As I enjoy the recordings of Frank today – and have retained the photos and magazines and other items, despite my brothers encouragement to sell them since at the time of his passing they had more value – I also remember the joy that those songs brought my Mom, a kind of healing, at least for a moment, a respite of sorts for her spirit. Perhaps, when she sang along with those records, or played the radio for a special song while struggling to keep up with the responsibilities that lay on her alone, she was carried back to those moments – those hopes and dreams. But my Mom never expressed regret that things did not work out as she had imagined – she focused on the challenges of the day, caring for us, and trying to sort through the choices we all have to make, in whatever circumstances we face.
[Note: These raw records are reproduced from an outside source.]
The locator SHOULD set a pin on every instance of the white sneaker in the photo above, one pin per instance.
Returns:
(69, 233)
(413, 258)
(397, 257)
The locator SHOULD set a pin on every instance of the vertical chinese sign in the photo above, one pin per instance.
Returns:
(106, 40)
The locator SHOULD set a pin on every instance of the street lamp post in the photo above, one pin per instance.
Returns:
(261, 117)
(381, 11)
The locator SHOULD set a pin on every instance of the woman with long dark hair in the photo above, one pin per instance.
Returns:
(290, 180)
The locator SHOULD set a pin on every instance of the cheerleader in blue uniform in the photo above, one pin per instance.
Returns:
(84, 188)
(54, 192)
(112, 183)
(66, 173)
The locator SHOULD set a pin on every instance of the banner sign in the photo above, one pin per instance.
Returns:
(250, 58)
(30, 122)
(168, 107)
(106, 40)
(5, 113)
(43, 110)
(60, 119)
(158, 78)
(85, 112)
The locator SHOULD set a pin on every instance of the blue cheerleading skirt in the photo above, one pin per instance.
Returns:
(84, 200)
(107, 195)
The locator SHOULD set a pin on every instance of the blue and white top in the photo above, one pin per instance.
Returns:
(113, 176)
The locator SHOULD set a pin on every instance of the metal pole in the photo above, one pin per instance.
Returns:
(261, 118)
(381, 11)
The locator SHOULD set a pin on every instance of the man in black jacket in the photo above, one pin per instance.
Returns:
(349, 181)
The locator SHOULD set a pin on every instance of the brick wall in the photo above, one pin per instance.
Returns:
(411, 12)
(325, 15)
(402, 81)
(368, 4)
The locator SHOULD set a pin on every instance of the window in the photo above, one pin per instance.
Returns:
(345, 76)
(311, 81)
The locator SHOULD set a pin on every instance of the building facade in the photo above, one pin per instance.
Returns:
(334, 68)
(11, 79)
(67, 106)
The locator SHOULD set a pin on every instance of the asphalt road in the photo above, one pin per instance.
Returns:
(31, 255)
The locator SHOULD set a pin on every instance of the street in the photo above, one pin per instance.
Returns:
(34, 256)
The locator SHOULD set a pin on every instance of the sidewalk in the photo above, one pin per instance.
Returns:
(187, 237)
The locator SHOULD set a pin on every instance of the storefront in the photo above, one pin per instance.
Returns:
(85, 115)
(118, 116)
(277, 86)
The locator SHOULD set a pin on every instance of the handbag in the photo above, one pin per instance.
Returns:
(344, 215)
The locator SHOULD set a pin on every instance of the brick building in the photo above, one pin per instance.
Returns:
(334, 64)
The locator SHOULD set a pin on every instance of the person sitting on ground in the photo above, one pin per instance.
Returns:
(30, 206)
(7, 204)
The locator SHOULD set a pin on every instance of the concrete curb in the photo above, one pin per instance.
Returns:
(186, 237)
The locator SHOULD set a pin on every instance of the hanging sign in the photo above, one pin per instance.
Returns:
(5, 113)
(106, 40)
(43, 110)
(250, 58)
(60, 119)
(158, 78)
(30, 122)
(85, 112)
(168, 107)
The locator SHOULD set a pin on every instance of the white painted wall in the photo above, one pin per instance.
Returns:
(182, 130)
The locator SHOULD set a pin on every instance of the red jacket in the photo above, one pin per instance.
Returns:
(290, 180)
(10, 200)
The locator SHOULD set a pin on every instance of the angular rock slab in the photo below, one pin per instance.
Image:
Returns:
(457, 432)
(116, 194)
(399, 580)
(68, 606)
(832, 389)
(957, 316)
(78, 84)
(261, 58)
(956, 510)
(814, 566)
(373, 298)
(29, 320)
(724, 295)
Unlike Mom, I never saw Sinatra perform live – at least, not that Sinatra. After my Mom’s passing, a friend and I drove to see his son, Frank Jr., perform in Orange County – sitting a few seats away, his daughter Nancy (without her boots), knowing and reliving their own memories of their father through song. The upcoming symphony performance is nearly sold out – a remarkable testimony to the legacy of Sinatra and Ella, the composers and artists, and the power of music to give us life. Over two years ago, we enjoyed a similar tribute to my own favorite vocalist, Nat King Cole, and Aretha Franklin there – voices that remind us that our humanity is shared, our desires are not so different, and our yearnings unchanged from generations prior. I am glad we can again be gathered together, celebrating not only the season, but the timelessness of music – and of the hopes that it nourishes. My heart will sing along; I will smile, thinking, just maybe, Mom will be listening, too.